メインヒロインに物語を丸投げしてみた

キョウペイ

プロローグ 1 金髪ショートツインテールの昼休み



 プロローグ



「はい、牛丼」

 食堂のおばちゃんがいつものニコニコ顔で牛丼を手渡してくる。

 金髪ショートツインテールは、それを両手で受け取り、持ってきたプラスチックのトレーの上に置いた。トレーの上には、すでに汁物としての味噌汁も載せてある。

 今日は寝坊したので、朝食をろくに食べていない。そのため、さっきから胃が悲鳴を上げている。早く食べ物をくれ、早く食べ物をくれ、と。

 この食堂は食券タイプの先払い方式なので、もう料金は払ってある。金髪ショート(以下略)は食堂の座席部分を見渡して、ちょうど良い席がないかを探した。

 今はお昼休みの始め頃。席も半分ほどしか埋まっていない。

 そこでは、様々な髪色・髪型・服装をした男女が、仲の良い友人と共に昼食を取りつつ談笑していた。どこにでもある昼休みの光景である。

(……あそこでいっか)

 金髪(以下略)は奥まった位置にある空いた場所に目を付けると、そこに向かって歩き出した。他人の雑談を耳にしながら、彼女はトレーを運ぶ。この前共演した人物のある時の反応が面白かっただの、あるモブ役の女の子が可愛かっただの、そんなような会話だ。ここでは特に珍しくもない。あたしだってたまには友人とそんな話もする。

 目的の席に着くと、テーブルのにトレーを置いて椅子に腰かける。律儀に手を合わせ、昼食を始める。

 まずは味噌汁を口に含む。今日もいつも通りの味だ。値段の割に味は良く、金髪はこの味噌汁を気に入っていた。

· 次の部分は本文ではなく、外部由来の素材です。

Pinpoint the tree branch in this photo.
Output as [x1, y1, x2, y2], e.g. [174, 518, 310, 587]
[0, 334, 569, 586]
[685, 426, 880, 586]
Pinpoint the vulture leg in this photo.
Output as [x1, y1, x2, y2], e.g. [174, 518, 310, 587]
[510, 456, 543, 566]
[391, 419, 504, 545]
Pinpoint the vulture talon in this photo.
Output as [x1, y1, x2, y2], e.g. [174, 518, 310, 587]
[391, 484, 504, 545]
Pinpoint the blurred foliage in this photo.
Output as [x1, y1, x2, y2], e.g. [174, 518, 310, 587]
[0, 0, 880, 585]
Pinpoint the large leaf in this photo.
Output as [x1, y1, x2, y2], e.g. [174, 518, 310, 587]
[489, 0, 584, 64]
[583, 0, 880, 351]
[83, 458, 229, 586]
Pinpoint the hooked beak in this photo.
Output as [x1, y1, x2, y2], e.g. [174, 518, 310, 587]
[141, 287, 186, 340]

 次に牛丼。こちらも食べ慣れた味だ。いつものように美味しい。

 それから交互に味噌汁と牛丼を食す。

 一人で食事をするのは嫌いではない。もちろん、大勢でワイワイと食事をするのも好きだ。

 だがあたしは、自分から食事を誘うような人間ではなかった。誘われれば喜んでついて行くのだが、自分からは誘わない。別に誘うのが恥ずかしいとか、緊張するとか、そんな理由ではない。ただ何となく、である。

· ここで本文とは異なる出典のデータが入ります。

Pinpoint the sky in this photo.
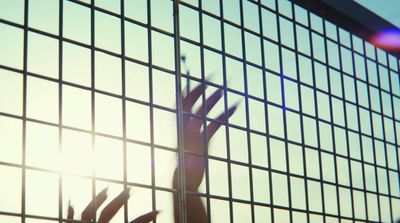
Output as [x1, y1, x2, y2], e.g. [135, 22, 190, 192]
[355, 0, 400, 28]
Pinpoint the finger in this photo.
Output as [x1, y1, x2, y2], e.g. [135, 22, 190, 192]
[67, 201, 75, 223]
[207, 104, 238, 139]
[81, 188, 108, 221]
[182, 84, 204, 112]
[196, 89, 223, 116]
[131, 211, 159, 223]
[99, 187, 130, 223]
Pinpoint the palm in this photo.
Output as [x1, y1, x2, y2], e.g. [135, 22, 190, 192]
[173, 85, 236, 223]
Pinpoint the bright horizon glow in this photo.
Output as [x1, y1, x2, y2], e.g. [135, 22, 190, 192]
[371, 29, 400, 50]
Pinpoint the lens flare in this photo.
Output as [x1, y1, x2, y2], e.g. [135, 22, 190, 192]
[371, 29, 400, 50]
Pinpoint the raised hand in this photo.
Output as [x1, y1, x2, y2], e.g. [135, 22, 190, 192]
[67, 188, 158, 223]
[173, 85, 237, 223]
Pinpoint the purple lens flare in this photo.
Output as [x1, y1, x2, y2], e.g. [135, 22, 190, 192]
[371, 29, 400, 50]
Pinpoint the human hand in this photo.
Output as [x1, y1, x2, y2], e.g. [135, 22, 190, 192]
[67, 187, 158, 223]
[173, 85, 237, 223]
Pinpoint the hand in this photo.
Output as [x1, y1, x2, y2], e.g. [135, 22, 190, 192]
[67, 188, 158, 223]
[173, 84, 237, 223]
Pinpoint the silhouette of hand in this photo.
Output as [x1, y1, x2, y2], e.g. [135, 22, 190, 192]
[173, 85, 237, 223]
[67, 188, 158, 223]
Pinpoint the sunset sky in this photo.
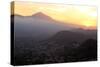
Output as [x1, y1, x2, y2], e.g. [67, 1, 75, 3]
[12, 1, 97, 29]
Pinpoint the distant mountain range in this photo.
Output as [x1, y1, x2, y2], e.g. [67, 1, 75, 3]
[11, 12, 96, 40]
[11, 12, 97, 65]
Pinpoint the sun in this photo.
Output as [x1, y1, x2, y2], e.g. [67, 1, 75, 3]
[82, 21, 94, 27]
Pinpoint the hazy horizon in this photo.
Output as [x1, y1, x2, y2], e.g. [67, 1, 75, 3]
[11, 1, 97, 29]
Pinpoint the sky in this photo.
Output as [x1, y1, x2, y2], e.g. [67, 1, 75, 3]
[12, 1, 97, 29]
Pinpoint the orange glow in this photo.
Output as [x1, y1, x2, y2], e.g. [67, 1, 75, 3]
[11, 1, 97, 28]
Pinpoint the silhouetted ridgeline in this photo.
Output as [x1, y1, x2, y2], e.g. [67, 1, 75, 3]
[11, 13, 97, 65]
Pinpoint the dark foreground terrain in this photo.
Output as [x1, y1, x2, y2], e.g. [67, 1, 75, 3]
[13, 31, 97, 65]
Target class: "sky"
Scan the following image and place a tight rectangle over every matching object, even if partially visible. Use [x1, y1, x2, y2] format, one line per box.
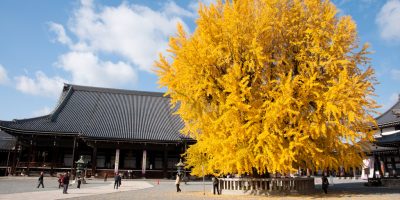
[0, 0, 400, 120]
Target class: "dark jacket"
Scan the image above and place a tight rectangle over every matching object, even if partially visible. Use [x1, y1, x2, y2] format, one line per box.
[322, 176, 329, 188]
[38, 175, 43, 182]
[63, 175, 69, 184]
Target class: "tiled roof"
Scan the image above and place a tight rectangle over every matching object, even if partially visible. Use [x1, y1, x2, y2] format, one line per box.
[0, 131, 15, 150]
[376, 97, 400, 128]
[0, 84, 189, 141]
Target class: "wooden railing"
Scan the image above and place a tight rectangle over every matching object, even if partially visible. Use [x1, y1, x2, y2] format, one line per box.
[218, 178, 315, 194]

 ゆえに一人になることが多いが、それをみじめだと思ったことはない。特に気にすることでもなかったからだ。

「金髪ショートツインテール先輩っ」

 しかし、どうやら今日は一人ではないようだ。

 金髪が顔を上げると、テーブルの向こう側に見知った顔の人物がいた。

「……黒髪ロングストレート」

「はい、ツイン先輩」

 目の前にいる黒髪ロング(以下略)は、食器を載せたトレーを持ってテーブルの前に立っている。

「これから昼飯?」

 金髪が牛丼の器を持ち上げながら言った。

「そうです。ここ、座ってもいいですか?」

「いいわよ」

 許可を出すと、黒髪(以下略)は、金髪の対面の席に腰を下ろした。

「いただきます」

 と言って、黒髪は具の少ないうどんをすすり始める。

 黒髪は、最近キャラクターとしての仕事を始めたばかりの新人だ。以前あたしがサブヒロイン役で出演していた作品に、彼女もモブ役で出ていたことをきっかけに知り合った。

 あまり出会うことはないが、たびたび彼女があたしの姿を見つけると声を掛けてきてくれる。今回のように食事を共にすることも幾度となくあった。

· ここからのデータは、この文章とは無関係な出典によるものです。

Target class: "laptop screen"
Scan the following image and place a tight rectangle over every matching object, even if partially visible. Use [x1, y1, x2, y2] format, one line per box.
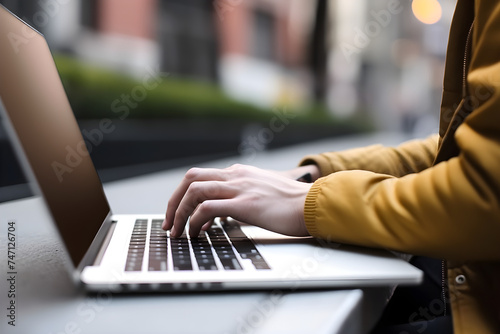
[0, 6, 110, 266]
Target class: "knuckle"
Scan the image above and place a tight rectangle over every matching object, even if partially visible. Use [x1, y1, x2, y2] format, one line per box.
[230, 164, 248, 177]
[184, 167, 200, 180]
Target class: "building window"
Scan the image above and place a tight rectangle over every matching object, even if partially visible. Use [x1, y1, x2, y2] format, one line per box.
[251, 10, 276, 61]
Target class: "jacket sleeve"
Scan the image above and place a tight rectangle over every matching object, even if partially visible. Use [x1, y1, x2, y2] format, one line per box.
[300, 135, 438, 177]
[304, 1, 500, 261]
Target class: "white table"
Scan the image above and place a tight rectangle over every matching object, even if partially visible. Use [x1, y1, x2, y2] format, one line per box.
[0, 135, 414, 334]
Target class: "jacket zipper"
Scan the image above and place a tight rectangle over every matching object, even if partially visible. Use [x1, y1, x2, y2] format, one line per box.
[441, 21, 474, 315]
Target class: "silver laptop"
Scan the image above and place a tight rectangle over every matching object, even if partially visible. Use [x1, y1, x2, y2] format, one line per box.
[0, 6, 422, 291]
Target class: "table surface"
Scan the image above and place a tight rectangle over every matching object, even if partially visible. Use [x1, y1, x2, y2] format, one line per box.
[0, 134, 414, 334]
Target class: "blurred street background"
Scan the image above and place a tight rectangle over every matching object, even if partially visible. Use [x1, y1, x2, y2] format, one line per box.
[0, 0, 455, 202]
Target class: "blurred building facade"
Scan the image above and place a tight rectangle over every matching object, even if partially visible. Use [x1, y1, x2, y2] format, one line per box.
[0, 0, 314, 107]
[0, 0, 455, 132]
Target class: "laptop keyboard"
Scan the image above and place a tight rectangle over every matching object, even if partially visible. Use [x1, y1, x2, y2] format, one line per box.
[125, 219, 270, 271]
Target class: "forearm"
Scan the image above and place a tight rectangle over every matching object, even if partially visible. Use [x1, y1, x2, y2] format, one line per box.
[300, 135, 438, 177]
[304, 127, 500, 260]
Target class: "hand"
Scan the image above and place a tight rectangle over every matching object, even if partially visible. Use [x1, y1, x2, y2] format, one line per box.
[277, 165, 321, 182]
[162, 165, 311, 237]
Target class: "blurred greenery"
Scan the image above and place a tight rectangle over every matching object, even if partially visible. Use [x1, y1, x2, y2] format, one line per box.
[54, 55, 372, 132]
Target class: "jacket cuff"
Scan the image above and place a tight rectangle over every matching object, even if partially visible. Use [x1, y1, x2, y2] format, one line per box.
[304, 177, 326, 236]
[299, 154, 335, 176]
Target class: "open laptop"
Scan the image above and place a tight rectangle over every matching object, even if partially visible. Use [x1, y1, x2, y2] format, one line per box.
[0, 6, 422, 291]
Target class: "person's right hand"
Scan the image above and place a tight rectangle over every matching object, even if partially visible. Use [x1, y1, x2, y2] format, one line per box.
[162, 165, 311, 237]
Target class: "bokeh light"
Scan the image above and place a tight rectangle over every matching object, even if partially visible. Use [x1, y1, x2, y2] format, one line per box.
[411, 0, 443, 24]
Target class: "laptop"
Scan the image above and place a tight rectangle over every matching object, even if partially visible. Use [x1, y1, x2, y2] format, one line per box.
[0, 6, 422, 292]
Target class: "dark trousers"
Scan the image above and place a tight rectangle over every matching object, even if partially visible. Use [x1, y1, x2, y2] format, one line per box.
[372, 256, 453, 334]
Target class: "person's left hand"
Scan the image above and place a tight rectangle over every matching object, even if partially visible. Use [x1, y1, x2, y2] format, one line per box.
[162, 165, 311, 237]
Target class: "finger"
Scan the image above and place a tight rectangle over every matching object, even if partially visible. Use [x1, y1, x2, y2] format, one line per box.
[201, 219, 214, 231]
[189, 199, 236, 238]
[170, 181, 238, 237]
[162, 168, 225, 230]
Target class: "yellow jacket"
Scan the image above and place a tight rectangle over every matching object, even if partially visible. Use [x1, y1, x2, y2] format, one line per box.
[301, 0, 500, 333]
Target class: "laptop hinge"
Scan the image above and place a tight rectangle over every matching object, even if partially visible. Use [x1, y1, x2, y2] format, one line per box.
[94, 220, 117, 266]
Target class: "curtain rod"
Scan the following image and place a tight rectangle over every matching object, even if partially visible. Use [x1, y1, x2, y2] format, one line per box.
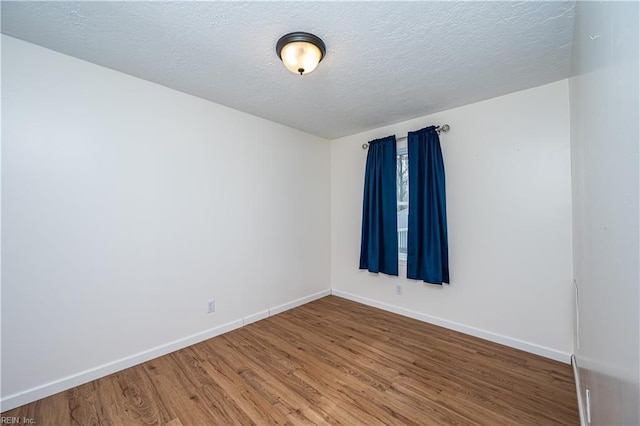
[362, 124, 451, 149]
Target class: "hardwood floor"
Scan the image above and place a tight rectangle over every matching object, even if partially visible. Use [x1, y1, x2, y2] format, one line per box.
[2, 296, 579, 426]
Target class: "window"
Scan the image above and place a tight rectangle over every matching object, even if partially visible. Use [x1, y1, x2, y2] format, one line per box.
[396, 139, 409, 261]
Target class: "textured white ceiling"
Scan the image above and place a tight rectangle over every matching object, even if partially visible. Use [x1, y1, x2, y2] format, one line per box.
[2, 1, 574, 139]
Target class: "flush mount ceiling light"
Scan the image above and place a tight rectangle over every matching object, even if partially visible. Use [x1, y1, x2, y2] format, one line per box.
[276, 31, 327, 75]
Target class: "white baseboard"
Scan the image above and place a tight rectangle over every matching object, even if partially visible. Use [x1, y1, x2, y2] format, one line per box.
[269, 289, 331, 316]
[571, 355, 587, 426]
[242, 309, 269, 325]
[331, 290, 571, 364]
[0, 289, 331, 412]
[0, 320, 242, 412]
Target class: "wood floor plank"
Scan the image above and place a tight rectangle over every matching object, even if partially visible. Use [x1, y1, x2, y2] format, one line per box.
[2, 296, 579, 426]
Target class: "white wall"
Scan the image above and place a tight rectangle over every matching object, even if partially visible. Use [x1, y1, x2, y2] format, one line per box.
[570, 2, 640, 425]
[331, 80, 573, 362]
[2, 36, 330, 410]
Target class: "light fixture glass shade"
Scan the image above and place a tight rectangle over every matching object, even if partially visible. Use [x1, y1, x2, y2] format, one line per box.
[276, 32, 326, 75]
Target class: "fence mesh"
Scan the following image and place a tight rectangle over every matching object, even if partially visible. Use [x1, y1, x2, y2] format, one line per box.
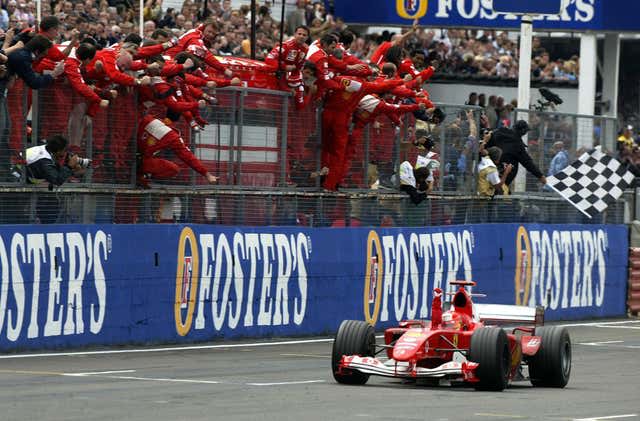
[0, 186, 635, 227]
[0, 80, 635, 226]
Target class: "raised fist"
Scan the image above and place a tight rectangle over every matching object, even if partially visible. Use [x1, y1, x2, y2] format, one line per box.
[182, 58, 195, 70]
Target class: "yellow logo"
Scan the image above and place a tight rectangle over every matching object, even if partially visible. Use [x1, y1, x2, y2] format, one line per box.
[396, 0, 429, 19]
[173, 227, 200, 336]
[364, 231, 384, 326]
[515, 227, 531, 306]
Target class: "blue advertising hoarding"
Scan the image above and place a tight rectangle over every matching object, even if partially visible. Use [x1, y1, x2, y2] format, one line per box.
[493, 0, 562, 15]
[0, 224, 628, 351]
[334, 0, 640, 32]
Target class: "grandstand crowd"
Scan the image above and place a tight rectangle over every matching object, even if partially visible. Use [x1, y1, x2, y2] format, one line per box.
[0, 0, 604, 195]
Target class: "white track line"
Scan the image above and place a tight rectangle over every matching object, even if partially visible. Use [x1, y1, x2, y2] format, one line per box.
[558, 320, 640, 327]
[106, 376, 220, 384]
[245, 380, 325, 386]
[573, 414, 638, 421]
[0, 320, 640, 360]
[0, 339, 333, 360]
[63, 370, 135, 377]
[578, 341, 624, 346]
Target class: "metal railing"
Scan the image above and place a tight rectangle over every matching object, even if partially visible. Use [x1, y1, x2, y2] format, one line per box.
[0, 85, 636, 226]
[0, 186, 624, 227]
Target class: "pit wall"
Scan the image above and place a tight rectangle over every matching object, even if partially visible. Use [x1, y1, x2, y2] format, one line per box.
[0, 224, 628, 352]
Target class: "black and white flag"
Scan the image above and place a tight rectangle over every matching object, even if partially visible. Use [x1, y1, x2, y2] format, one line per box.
[547, 148, 635, 218]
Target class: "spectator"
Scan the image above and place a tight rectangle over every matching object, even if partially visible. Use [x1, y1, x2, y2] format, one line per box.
[400, 161, 431, 205]
[7, 35, 64, 89]
[618, 125, 634, 148]
[286, 0, 307, 35]
[465, 92, 478, 105]
[478, 146, 513, 198]
[548, 141, 569, 176]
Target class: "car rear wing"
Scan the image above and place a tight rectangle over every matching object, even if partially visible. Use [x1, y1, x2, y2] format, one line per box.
[473, 304, 544, 326]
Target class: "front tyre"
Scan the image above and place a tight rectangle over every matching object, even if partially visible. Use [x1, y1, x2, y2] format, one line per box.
[468, 327, 511, 391]
[331, 320, 376, 384]
[529, 326, 571, 388]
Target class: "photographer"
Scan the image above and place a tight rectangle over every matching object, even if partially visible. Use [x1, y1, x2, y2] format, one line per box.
[485, 120, 547, 186]
[400, 161, 433, 205]
[26, 135, 90, 188]
[26, 135, 91, 224]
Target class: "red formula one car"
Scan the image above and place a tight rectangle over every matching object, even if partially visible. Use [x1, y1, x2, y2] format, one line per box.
[331, 281, 571, 391]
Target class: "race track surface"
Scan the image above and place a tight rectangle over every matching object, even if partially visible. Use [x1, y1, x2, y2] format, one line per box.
[0, 319, 640, 421]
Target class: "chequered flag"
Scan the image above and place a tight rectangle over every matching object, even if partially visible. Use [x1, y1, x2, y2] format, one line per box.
[547, 148, 634, 217]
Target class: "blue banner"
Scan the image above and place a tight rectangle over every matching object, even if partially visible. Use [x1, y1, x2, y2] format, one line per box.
[0, 224, 628, 351]
[334, 0, 640, 32]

 しばらくは黙ったままだったが、やがて金髪が黒髪に話しかけた。

「仕事は最近どんな感じ? 上手くいってる?」

「はい。といっても、声なしモブの役ばかりですが……」

「仕事があるだけ上々よ」

 金髪はそう言って、味噌汁の最後の一口を飲んだ。

 自分が偉そうに彼女に言えるのも、『キャラクター』としては自分の方が先輩だからである。

 この先、黒髪がメインヒロインとして作品に登場できるかは、作品と監督の人にかかっている。その生み出される作品でメインのヒロインの属性が黒髪ロングストレート系であれば、彼女にもメインヒロインになれるチャンスがあるわけである。

 もっとも、同じ属性の人は何名もいるので、オーディションに勝ち残らなければならないが。例外として監督から指名を受けることもあるが、新人の黒髪にとってそれは望み薄だろう。

「先輩、一つ聞いてもいいですか?」

「何?」

「どうして先輩は、髪、ロングではないんですか? 金髪ツインテールといったら、ロングが定番じゃないですか?」

「確かに、もっともな疑問だわ」

 金髪はご飯をごくりと嚥下してから話を続けた。